明治15年(1882年)栃木県鹿沼市樅(モミ)山に生まれ。 明治36年に函館に移住してからは、ロシア語の研究に専念し、その後、日露漁業会社の通訳としてロシアで生活し、また、陸軍通訳官としてシベリアで従事した経歴の持ち主。 しかし、大正13年に「人間に必要な食物を生産する仕事が有意義である」と考え七飯に農地を求め移住。今後、果物の需要が増すだろう・・・という思いから、翌年より本格的に果樹栽培に着手したといわれている。 また、彼は昭和7年から「丸形身不知」という梨の木と「ゴールデンデリシャス」というリンゴの木の接木を実施。その結果、外観がゴールデンデリシャスに似ながらも、梨のように甘味が強い果実が結実するようになった。この成果は、当時の学説では不可能とされていたリンゴと梨の接木が可能であることを証明することになり、田村半吾の功績はセンセーショナルな話題になった。 その後も、果樹栽培・新品種改良に尽力し続けた田村半吾は、七飯農業会の会長を務め農業の発展に貢献し、また、昭和26~30年に七飯村村長に就任すると、今度は村の発展のために情熱を注いだ。彼が生み出した新品種のリンゴは、その後「たむら」と命名されたが、残念ながら、現在はほとんど栽培されておらず、店頭に並ぶこともない。田村半吾の功績と当町が日本における西洋リンゴ発祥の地である歴史を伝えるため、当館では「たむらりんご」を屋外展示として栽培し、多くの人々に紹介するとともに、2008年秋からこの「たむらリンゴ」を使ったジャムを数量限定で、製造・販売しております。

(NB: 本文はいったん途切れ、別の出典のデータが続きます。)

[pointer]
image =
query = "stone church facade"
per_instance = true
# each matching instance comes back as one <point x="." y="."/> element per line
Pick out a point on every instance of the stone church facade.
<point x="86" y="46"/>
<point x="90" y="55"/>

文久3年(1863年)香川県一宮村生まれ、酒造業を切り盛りしていましたが、かねてより北海道に渡って開拓をしたいと考えていたこともあり、その夢を叶えるため、実家の酒造業を兄に任せ、明治25年に北海道へ渡り、北海道庁に勤務した。道庁勤務の間、函館や小樽・寿都などで酒税関係の担当をしながら、来るべき本格的な移住の場所を熟考していたようですが、大沼の自然や景観の美しさに惹かれて、小沼付近の土地を購入した。 そして、明治30年3月に道庁を辞めて故郷へ戻り、同年5月に5戸の家族を引き連れて大沼へ入植した。入植後は、宇喜多農場を創設し、金比羅山から吉野山麓付近を開拓したが、当時、大湿地だった大沼の開拓は困難を極め、農耕を可能にするために排水溝を開削することに多くの労力を費やしたという。 農場敷地内には函樽鉄道の敷設を誘致し、明治36年に場内に停車場(駅)が設置された。そのため、多くの人が入植してくるようになり、農場も盛んになってきた。 また、香川の金刀比羅宮から棟札を頂き、開墾地近くの山に祠を建立し納め、金毘羅山と称されるようになった。現在、この祠は大沼神社そばの小山の頂きに移されている。 その他、宇喜多秀夫は自身の経営する農場だけではなく、大沼小学校の創設・大沼公園の整備に尽力するなど、広く大沼周辺の発展に寄与した。